A function is decidable if there is a Turing Machine that computes the function in a finite amount of time (i.e., the Turing Machine halts). Instead of talking about Turing Machines, though, let's use functions instead, because to me they're a little easier to think about, but otherwise exactly the same. I'll use ML syntax here.

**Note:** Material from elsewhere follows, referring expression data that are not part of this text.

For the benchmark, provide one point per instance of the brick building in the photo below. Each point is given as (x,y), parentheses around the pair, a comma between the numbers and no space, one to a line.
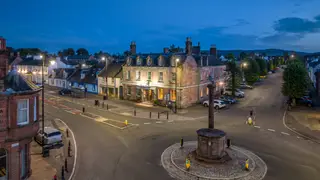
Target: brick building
(178,77)
(18,120)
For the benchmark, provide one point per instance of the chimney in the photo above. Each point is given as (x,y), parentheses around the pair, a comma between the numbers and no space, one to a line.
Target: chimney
(133,48)
(188,46)
(2,43)
(165,50)
(213,50)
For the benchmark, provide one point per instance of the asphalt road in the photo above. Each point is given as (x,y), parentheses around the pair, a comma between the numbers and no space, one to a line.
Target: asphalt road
(134,153)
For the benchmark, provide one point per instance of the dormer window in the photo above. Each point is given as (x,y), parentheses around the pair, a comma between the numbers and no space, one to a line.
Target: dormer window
(149,61)
(138,61)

In particular, we would like to find a function

```fun H f x = true iff f:int->int halts on input x:int
```
But consider a function
```fun diag x = if (H diag x) then loop() else true
```
where
```fun loop () = loop ()
```
So then
```(H diag x = true) only if ((diag x) halts)
```
But (diag x) halts exactly when (H diag x) evaluates to false, which is a contradiction. Thus no such function H can exist.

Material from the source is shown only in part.